8. “Reasonable steps” to prevent sexual harassment means more than having a policy
Employers must take reasonable steps to prevent sexual harassment of their workers, including harassment by third parties such as customers and clients. Acas is clear that employers cannot wait until something happens before taking action. If they do not take reasonable steps, enforcement action and increased tribunal compensation can follow in successful claims.
The difficulty for employers is that “reasonable” is not a fixed checklist. It depends on the situation, including the size of the organisation, the type of work, the risks in the working environment, contact with third parties, whether harassment has happened before and the organisation’s resources. Practical examples include assessing risks, making standards clear, encouraging reporting, setting expectations for social events, training employees and managers and assigning senior responsibility.
What to do: do not assume a generic dignity at work policy is enough. Think about where the real risks are in your business, what managers need to know and what an employee would see if they asked, “What do you actually do to prevent this here?”
9. Day-one written particulars apply more widely than many employers realise
The principal written statement of particulars must be given on or before the first day of employment and this applies to workers as well as employees.
This matters because SMEs often move quickly. Someone starts casually, the arrangement becomes regular and the paperwork lags behind.
What to do: do not wait to see whether someone “works out” before sorting out the basics. If someone is starting work, make sure the principal statement is ready and issued on time. This is one of those areas where flexibility at the start can unwittingly become non-compliance.
10. Workers can still be entitled to proper payslip information
Some employers still think itemised payslip rights are mainly an employee issue. They are not.
Workers are entitled to an itemised payslip and where pay varies by the number of hours worked, the payslip must show the number of hours paid for.
There is a link here to the previous point, but it is worth separating out because it comes up in a different operational scenario. Written particulars are about getting the relationship set up properly at the start. Payslips are about making sure ongoing pay records reflect the legal reality of the arrangement.

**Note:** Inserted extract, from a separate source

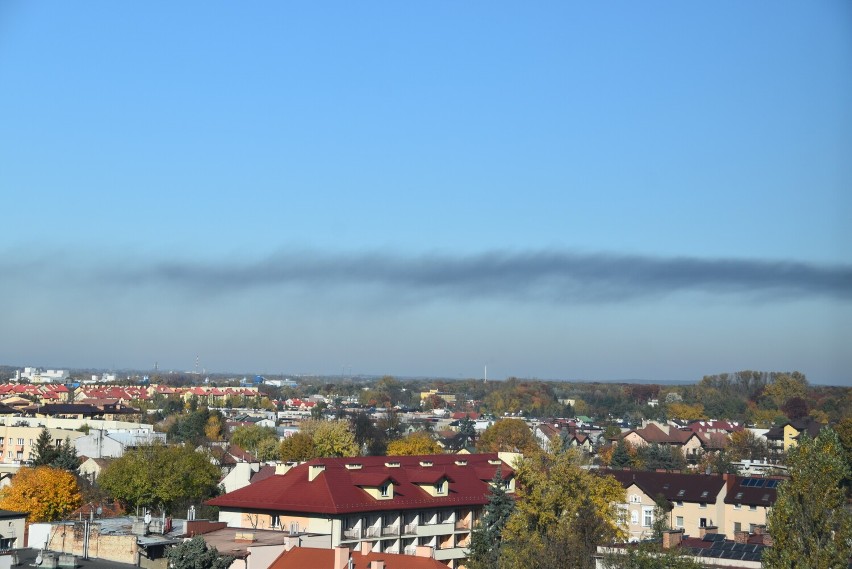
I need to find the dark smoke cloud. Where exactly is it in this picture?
[102,251,852,302]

What to do: if you use casual employees, variable-hours workers or part-time workers, check what your payslips actually show. A lot of employers assume this is being handled correctly until someone queries pay and the paperwork turns out not to be quite right.
What this means in practice
Most employment law problems in SMEs do not begin with someone deliberately ignoring the rules. They begin with someone making a quick decision, trying to be helpful or relying on outdated information.

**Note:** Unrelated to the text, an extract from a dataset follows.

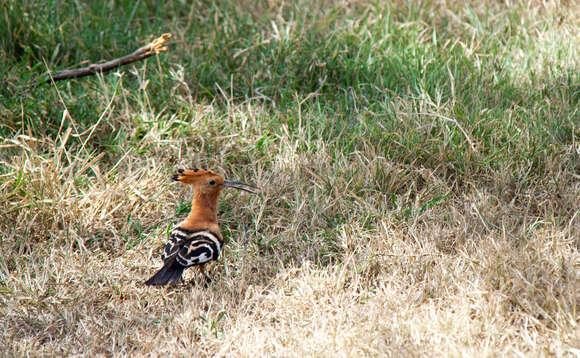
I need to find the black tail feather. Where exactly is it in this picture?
[145,261,185,286]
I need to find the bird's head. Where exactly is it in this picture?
[173,168,257,195]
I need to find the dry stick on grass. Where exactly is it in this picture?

That is why the answer is usually not more pages of policy for the sake of it. It is making sure the basics are current and that managers know when to pause for a moment and maybe seek advice rather than making assumptions.
As a rule of thumb, when something sounds like a practical workaround or a small exception, stop and ask three questions:
are we dealing with a genuine one-off or are we creating a pattern?
is this a preference or is there a legal right sitting underneath it?
if I had to explain this later, could I show that the decision was fair, consistent and lawful?
That short pause prevents a surprising number of avoidable mistakes.
Where to find more information
For readers who want to check the detail, the best places to start are GOV.UK, Acas and legislation.gov.uk. In particular, the guidance on Statutory Sick Pay changes, family-related leave and pay, Carer’s Leave, time off for dependants, Neonatal Care Leave and Pay, working time and rest breaks, the Acas Code on disciplinary and grievance procedures, sexual harassment prevention, written statements of particulars and payslips will help employers sense-check the current rules.
Disclaimer
This is general guidance for UK employers. If you are dealing with something live, the detail matters, so get advice before taking action.